42 Fourth, while in her appeal Ms Dubow may have complaints concerning the second respondent, her impecuniosity cannot be attributed to conduct of the second respondent. Ms Dubow's bankruptcy followed a debtor's petition, which she presented. Further I am not satisfied for the purposes of this application that the second respondent has sought to "garner more remuneration to himself" as alleged by Ms Dubow - no evidence has been produced to support such an allegation.
43 Fifth, I cannot identify any matters of public interest which would weigh in the balance against granting security for costs.

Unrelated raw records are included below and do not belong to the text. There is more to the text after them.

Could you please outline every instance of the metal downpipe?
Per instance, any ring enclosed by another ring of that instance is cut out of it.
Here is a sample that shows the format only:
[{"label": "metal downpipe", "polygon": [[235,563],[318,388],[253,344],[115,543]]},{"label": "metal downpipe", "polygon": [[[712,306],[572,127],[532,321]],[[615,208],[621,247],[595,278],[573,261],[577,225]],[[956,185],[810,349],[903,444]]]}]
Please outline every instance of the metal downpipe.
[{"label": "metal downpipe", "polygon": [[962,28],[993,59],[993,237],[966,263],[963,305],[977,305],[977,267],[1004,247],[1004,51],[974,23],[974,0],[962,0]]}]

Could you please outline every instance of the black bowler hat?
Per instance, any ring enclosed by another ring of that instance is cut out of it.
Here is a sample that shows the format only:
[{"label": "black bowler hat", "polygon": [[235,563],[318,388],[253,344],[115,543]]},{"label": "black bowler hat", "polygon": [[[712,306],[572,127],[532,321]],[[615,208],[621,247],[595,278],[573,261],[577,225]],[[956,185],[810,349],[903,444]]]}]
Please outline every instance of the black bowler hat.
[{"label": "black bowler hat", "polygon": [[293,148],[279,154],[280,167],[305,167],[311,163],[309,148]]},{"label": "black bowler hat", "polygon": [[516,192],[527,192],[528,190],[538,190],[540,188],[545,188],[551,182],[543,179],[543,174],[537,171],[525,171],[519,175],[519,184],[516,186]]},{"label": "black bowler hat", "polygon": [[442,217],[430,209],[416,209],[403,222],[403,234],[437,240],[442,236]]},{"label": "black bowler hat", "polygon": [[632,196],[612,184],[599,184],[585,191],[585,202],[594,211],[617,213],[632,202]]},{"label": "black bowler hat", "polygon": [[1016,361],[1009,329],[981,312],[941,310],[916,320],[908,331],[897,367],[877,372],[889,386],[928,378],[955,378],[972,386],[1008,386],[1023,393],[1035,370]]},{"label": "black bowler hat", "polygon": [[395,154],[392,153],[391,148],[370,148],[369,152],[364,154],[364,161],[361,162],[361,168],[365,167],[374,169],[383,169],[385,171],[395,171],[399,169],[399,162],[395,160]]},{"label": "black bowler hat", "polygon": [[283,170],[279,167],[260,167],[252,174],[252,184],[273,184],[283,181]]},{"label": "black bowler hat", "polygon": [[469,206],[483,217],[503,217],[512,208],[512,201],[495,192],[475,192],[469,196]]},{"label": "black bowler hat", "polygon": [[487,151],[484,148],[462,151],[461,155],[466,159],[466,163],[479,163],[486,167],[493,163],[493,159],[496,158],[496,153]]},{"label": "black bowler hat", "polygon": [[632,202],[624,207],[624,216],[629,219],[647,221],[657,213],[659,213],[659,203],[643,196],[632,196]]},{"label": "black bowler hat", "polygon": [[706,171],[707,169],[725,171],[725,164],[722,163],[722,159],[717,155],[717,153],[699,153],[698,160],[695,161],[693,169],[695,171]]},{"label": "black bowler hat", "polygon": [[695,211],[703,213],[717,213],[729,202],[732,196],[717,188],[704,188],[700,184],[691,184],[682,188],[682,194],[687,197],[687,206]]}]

44 Finally, I note his Honour's findings below that Ms Dubow's bankruptcy had come about upon her own petition to avoid one of her creditors and that she then sought to have her own petition rejected. While Ms Dubow cavils with his Honour's judgment, she did not appear to dispute these particular issues before me. I consider further that the judgment of his Honour in dealing with Ms Dubow's application in the Federal Magistrate's Court was thoughtful and thorough, and that Ms Dubow has had the benefit of a reasoned judgment in respect of her complaints. I consider that these factors weigh in the balance in favour of an order for security for costs.

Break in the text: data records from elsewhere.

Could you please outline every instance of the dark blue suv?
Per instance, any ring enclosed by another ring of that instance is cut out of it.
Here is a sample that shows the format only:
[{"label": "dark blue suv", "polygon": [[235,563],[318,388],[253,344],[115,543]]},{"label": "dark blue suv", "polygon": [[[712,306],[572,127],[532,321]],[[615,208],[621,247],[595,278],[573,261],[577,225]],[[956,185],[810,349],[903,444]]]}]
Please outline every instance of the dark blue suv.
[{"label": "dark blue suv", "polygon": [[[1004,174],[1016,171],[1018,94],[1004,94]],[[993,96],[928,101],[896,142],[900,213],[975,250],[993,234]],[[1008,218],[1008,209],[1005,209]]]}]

45 At the hearing Ms Dubow raised issues concerning the failure of the second respondent to enter an appearance or file evidence in the hearing before his Honour. In my view these issues are of no relevance to the application before me. I agree with Mr Eardley that there was no need for Mr Barnden to either enter an appearance or file evidence at the hearing before his Honour where - as his Honour observed at [33] of the judgment below - the onus was clearly on Ms Dubow to show that she was solvent and she failed to discharge it. I am also not satisfied by Ms Dubow's submissions concerning the filing of an affidavit by Mr Barnden and the apparent confusion in the Court below concerning whether such an affidavit had actually been filed. This issue appears of little moment and peripheral relevance to the application before me. Finally, I do not accept Ms Dubow's submission that the second respondent could properly avoid incurring costs by the simple expedient of filing a submitting appearance in the appeal. Such a submission proposes conduct by the second respondent which runs contrary to his duties as trustee of Ms Dubow's bankrupt estate.
46 On balance, in my view it is appropriate that the Court make an order for security for costs against Ms Dubow.